In a ruling issued Tuesday, the Nagoya District Court became the second major higher court in the country to rule that the lack of legal recognition of same-sex marriage is unconstitutional.

Presiding Judge Osamu Nishimura said more people have become supportive of recognizing same-sex marriage, and the reasoning behind excluding same-sex couples from the legal marriage system is becoming “shaky,” resulting in a situation that is “difficult to ignore,” the Kyodo News agency reported.

Kyodo also noted the court pointed out that the public remains divided over the issue, and it was only in 2015 that a system to issue certificates recognizing same-sex couples as being in “relationships equivalent to marriage” was introduced by local governments in Japan for the first time.

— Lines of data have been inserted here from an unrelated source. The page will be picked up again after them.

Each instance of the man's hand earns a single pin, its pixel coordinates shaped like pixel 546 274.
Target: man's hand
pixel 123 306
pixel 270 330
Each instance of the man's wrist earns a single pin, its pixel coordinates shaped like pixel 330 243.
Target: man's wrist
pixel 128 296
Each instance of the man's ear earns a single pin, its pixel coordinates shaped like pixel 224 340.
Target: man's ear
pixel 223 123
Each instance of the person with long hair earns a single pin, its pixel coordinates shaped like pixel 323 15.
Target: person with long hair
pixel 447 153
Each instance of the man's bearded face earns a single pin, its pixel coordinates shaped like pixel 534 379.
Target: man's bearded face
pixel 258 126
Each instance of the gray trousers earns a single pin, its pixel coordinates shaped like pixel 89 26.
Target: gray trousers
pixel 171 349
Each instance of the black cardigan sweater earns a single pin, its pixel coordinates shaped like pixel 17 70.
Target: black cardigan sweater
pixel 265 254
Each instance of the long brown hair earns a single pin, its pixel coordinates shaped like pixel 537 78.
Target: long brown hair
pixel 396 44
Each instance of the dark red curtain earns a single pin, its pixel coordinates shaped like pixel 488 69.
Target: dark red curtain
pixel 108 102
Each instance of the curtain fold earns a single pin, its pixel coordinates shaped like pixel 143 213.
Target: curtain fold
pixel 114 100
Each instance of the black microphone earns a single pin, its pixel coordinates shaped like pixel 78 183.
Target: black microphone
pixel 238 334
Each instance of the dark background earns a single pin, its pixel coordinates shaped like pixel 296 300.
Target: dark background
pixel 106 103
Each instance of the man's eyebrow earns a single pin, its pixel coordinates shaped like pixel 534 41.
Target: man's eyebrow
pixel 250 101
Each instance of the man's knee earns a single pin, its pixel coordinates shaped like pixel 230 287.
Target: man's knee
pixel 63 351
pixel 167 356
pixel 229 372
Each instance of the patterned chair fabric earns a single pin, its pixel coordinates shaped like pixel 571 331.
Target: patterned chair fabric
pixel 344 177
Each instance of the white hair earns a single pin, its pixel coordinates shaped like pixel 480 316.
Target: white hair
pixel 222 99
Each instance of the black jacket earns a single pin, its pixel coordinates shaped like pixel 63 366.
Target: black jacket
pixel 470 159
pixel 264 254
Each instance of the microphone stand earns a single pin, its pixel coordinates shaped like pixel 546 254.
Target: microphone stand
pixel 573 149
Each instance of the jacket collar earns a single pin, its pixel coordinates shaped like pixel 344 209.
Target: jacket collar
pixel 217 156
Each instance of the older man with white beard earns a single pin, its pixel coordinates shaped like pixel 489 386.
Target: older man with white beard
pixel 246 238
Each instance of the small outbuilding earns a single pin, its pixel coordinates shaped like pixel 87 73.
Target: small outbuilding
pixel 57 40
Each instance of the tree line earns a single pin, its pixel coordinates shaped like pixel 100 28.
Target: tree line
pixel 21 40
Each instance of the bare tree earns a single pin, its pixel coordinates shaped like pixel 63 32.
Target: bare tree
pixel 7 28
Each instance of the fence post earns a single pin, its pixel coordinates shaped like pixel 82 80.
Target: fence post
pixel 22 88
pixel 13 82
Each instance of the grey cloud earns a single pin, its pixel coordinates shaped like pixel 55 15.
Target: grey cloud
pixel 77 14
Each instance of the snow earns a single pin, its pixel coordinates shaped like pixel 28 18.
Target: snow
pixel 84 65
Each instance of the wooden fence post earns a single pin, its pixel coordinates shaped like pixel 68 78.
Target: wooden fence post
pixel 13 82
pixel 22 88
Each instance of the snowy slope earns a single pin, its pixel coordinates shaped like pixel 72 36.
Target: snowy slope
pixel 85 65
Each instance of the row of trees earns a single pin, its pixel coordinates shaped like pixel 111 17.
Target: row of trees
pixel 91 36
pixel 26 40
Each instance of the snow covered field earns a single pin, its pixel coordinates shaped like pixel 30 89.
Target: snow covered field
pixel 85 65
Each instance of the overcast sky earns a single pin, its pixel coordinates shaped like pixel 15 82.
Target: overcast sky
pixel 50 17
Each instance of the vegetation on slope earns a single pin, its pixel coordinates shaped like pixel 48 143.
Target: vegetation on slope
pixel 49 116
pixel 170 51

In March 2021 the Sapporo District Court issued its ruling that the local in Sapporo government’s actions violated two provisions of the Japanese Constitution: Article 14 that ensures the right to equal treatment and Article 24, which does not expressly deny the right of marriage to same-sex couples.

In Tuesday’s ruling, Nishimura echoed the Sapporo decision saying that a failure to recognize same-sex marriage violates Article 14 of the constitution, which stipulates that all people are equal, and Article 24, which stipulates that “laws shall be enacted from the standpoint of individual dignity and the essential equality of the sexes.”

The two rulings are at odds with opinions issued by other high courts across Japan. Public Media Broadcaster NHK reported that in June 2022 the Osaka District Court ruled that the ban does not violate the constitution. The judge said Article 24 stipulates that marriage shall be based on the mutual consent of parties from both sexes.

The Tokyo District Court also ruled the ban constitutional in November that year. At the same time, the judge said not providing legal protections for same-sex families represents an “unconstitutional state.”

With this second ruling, pressure is building on the Japanese Diet (Parliament) to legalize same-sex unions.

The case, brought by two male residents in a relationship from Aichi Prefecture, were represented by attorney Yoko Mizushima who told reporters: “This ruling has rescued us from the hurt of last year’s ruling that said there was nothing wrong with the ban, and the hurt of what the government keeps saying,” referring to the June 2022, Osaka District Court ruling last year that the ban was not unconstitutional.